The justices said retired Arlington Circuit Judge Paul Sheridan was right when he ruled that Michael Mann’s emails are proprietary records dealing with scholarly research and therefore are exempt from disclosure under the Virginia Freedom of Information Act. The ruling ends the American Tradition Institute’s three-year court battle to obtain the emails. …
The Washington Post reported (“Va. Supreme Court rules for U-Va. in global warming FOIA case”)
Unpublished research by university scientists is exempt from the Virginia Freedom of Information Act, the Virginia Supreme Court ruled Thursday, rejecting an attempt by skeptics of global warming to view the work of a prominent climate researcher during his years at the University of Virginia.
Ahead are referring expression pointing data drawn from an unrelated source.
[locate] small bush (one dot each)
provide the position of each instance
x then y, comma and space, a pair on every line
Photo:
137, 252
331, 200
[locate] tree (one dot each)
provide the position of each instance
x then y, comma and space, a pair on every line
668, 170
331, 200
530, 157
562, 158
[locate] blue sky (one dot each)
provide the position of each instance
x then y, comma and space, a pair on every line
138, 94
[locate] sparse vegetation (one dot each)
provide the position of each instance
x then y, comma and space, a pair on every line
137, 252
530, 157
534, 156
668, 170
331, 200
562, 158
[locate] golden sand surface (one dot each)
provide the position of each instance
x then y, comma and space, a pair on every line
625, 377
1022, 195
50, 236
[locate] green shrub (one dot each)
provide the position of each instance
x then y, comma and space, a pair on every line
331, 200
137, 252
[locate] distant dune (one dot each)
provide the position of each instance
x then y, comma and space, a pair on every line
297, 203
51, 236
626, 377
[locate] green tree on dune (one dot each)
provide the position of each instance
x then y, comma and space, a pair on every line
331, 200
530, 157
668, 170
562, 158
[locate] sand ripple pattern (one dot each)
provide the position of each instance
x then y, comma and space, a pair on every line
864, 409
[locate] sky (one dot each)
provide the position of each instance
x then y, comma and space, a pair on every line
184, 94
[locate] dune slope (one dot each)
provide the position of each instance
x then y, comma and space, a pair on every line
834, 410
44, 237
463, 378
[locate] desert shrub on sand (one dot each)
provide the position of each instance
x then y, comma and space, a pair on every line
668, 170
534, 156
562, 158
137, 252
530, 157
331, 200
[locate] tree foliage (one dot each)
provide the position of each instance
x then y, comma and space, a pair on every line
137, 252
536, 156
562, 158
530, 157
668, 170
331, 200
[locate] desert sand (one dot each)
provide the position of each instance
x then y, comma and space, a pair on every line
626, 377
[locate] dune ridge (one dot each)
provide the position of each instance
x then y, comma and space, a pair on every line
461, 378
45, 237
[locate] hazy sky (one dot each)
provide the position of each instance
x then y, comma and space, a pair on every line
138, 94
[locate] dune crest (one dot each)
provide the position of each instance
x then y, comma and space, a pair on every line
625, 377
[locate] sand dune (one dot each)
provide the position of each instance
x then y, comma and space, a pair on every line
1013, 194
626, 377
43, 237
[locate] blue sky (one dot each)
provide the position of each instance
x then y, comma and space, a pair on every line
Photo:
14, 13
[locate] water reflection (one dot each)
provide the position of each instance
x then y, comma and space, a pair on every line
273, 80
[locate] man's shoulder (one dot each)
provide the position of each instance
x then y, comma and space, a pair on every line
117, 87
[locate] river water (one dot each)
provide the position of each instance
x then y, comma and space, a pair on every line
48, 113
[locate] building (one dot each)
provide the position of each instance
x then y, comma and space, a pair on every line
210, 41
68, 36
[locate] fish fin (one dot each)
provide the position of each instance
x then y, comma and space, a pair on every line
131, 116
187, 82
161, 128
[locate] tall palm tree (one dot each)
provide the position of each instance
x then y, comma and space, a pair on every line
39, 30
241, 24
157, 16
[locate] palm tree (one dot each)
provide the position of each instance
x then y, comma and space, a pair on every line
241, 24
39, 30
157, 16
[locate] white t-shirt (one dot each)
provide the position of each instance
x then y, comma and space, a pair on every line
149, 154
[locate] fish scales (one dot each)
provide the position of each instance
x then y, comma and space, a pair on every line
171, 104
The ruling is the latest turn in the FOIA request filed in 2011 by Del. Robert Marshall (R-Prince William) and the American Tradition Institute to obtain research and e-mails of former U-Va. profesor Michael Mann. …
In 2012, Circuit Judge Paul Sheridan sided with U-Va., saying that Mann’s work was exempt and that the FOIA exemption arose “from the concept of academic freedom and from the interest in protecting research.” Marshall and ATI appealed.
The Virginia Supreme Court ruling includes this:
“We reject ATI’s narrow construction of financial competitive advantage as a definition of ‘proprietary’ because it is not consistent with the General Assembly’s intent to protect public universities and colleges from being placed at a competitive disadvantage in relation to private universities and colleges. In the context of the higher education research exclusion, competitive disadvantage implicates not only financial injury, but also harm to university-wide research efforts, damage to faculty recruitment and retention, undermining of faculty expectations of privacy and confidentiality, and impairment of free thought and expression.”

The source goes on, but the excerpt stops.